In my view: Business, sport and projects for peace


By Matthew Glendinning. Editor, Together Magazine.

The event attracted hundreds of delegates from every part of the world. Their common purpose – to find ways in which the power of sport can be used to promote peace through effective projects.
Among the key issues under discussion was the role and responsibility of businesses in this process. 
While there is growing awareness of the role which corporations can play in creating the sort of positive social change which plays a role in achieving social stability and peace, we must understand that we are at the beginning of a journey and there is a long way still to travel before this understanding is universal and all businesses embrace the concept of social responsibility and push it to the top of their agendas. One has to be realistic and understand that the harsh demands of competitive commerce and the expectations of shareholders can, from time to time, overshadow a desire to contribute to society more widely.
There is no one size fits all answer here. Some corporations have funds and foundations which enable them to support projects which have no obvious connection to their commercial activities while others become enthusiastically involved in schemes which are closer to their target audiences
The key to enhancing this complex relationship is knowledge and understanding of the links between social responsibility and commercial performance.
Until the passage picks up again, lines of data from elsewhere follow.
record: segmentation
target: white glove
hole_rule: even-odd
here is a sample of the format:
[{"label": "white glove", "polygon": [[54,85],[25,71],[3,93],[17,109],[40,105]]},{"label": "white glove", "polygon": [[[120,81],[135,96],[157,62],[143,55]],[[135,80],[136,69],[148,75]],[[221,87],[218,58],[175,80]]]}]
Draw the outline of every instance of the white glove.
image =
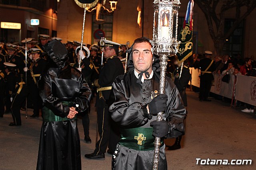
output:
[{"label": "white glove", "polygon": [[28,71],[28,67],[24,67],[23,68],[23,71],[25,72]]},{"label": "white glove", "polygon": [[77,68],[76,69],[79,70],[80,72],[82,72],[82,68],[78,67],[78,68]]},{"label": "white glove", "polygon": [[82,50],[79,50],[78,51],[78,53],[79,54],[79,56],[81,57],[81,59],[83,60],[84,58],[85,58],[85,55],[84,55],[84,52]]}]

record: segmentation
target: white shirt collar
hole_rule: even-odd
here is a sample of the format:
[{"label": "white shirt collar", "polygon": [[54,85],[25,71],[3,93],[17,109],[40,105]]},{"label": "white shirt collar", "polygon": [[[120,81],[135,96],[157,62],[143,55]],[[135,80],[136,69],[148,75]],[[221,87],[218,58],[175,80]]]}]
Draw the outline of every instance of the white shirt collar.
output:
[{"label": "white shirt collar", "polygon": [[[136,71],[135,70],[135,69],[134,69],[134,74],[135,75],[135,76],[136,76],[136,77],[137,77],[137,79],[139,78],[139,73],[138,73],[138,72],[137,71]],[[153,70],[152,70],[152,71],[151,71],[151,73],[150,74],[150,75],[149,76],[149,77],[148,77],[148,79],[152,79],[152,77],[153,77],[153,75],[154,74],[154,71],[153,71]],[[141,82],[142,82],[142,83],[144,83],[144,76],[142,76],[142,77],[141,77]]]}]

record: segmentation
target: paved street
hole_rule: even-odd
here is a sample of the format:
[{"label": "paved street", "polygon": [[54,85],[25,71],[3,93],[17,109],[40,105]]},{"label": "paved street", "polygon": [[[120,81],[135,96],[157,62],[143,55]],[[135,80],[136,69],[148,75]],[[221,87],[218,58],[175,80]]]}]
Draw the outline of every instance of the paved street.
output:
[{"label": "paved street", "polygon": [[[256,117],[231,108],[230,103],[212,99],[200,102],[198,94],[187,91],[188,115],[185,136],[180,149],[166,150],[170,170],[256,169]],[[95,99],[94,99],[95,101]],[[82,121],[78,120],[80,136],[83,170],[111,169],[111,156],[104,160],[85,158],[95,144],[96,113],[92,103],[90,136],[92,144],[86,144]],[[243,108],[242,108],[243,109]],[[32,115],[29,109],[28,115]],[[35,170],[36,166],[42,118],[25,117],[22,113],[22,125],[10,127],[11,115],[0,118],[0,170]],[[172,145],[174,139],[166,140]],[[196,158],[202,159],[252,159],[251,165],[196,165]]]}]

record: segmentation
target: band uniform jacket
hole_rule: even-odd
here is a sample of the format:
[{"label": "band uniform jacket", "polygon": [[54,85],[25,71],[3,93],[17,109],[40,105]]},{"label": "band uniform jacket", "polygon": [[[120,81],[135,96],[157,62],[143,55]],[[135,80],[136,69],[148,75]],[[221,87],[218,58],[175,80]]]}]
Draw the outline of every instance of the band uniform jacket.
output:
[{"label": "band uniform jacket", "polygon": [[174,81],[180,92],[184,106],[186,107],[188,106],[188,102],[186,89],[189,81],[191,79],[191,75],[189,69],[186,65],[184,65],[182,68],[181,76],[180,78],[181,69],[181,67],[180,67],[178,68],[178,69],[176,69],[174,72]]},{"label": "band uniform jacket", "polygon": [[[28,77],[28,84],[30,83],[37,83],[40,75],[44,70],[47,64],[46,60],[45,59],[41,57],[38,58],[32,62],[28,67],[28,75],[29,75]],[[33,76],[35,77],[34,77],[33,78]]]},{"label": "band uniform jacket", "polygon": [[25,67],[26,65],[22,57],[15,53],[11,56],[6,55],[5,61],[4,62],[9,62],[16,64],[18,68],[17,72],[22,75],[24,73],[23,68]]},{"label": "band uniform jacket", "polygon": [[[201,69],[201,71],[205,71],[206,68],[208,67],[209,65],[212,62],[211,59],[209,58],[204,58],[200,60],[199,62],[199,68]],[[212,64],[210,68],[207,70],[207,71],[210,71],[212,72],[215,70],[215,66],[214,65],[214,61]],[[201,77],[204,77],[206,79],[213,79],[213,75],[212,73],[205,73],[203,74],[202,72],[201,73]]]},{"label": "band uniform jacket", "polygon": [[[99,87],[111,86],[112,83],[118,76],[124,73],[124,67],[120,59],[117,55],[113,55],[106,59],[104,67],[100,71],[99,79],[94,81],[94,85]],[[97,95],[95,107],[104,107],[106,100],[109,97],[110,90],[102,91],[103,98],[100,99],[99,93]]]}]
For example, great brands are universal and recognize few if any divides.  Great brands enjoy respect and access and a universality they share with sport.  Our task is to harness the power of these brands to that of sport to engage individuals and communities to create understanding and change attitudes.
The world is changing and the expectations of consumers are changing Increasingly they want to choose brands which are seen to be making a contribution to society, whether that is through the environment  or the creation of peace and social stability by creating opportunities for the disenfranchised and creating better understanding and tolerance among warring groups and individuals.
We may be some years from the end game but experts believe that purchase decisions will ultimately be made not simply on traditional brand attributes of consistency, quality and price but on the basis of its social credentials as well. Once social considerations become as much as part of the competitive process as packaging and price, it will be in the commercial interests of every brand and its owners to engage fully.  In this way, commercial imperatives will have a positive social impact and those who move first will have a commercial advantage.
Sport has a unique place in the lives of individuals and communities around the world.  Sports is about striving and challenging in the pursuit of success but it is also about understanding, respect and working together. The challenge facing sport is to educate the global brand community that it is in its own interests as well as those of communities and counties throughout the world, to join forces with sport and use this unique combined access and influence to create a dynamo for social change sustainable peace.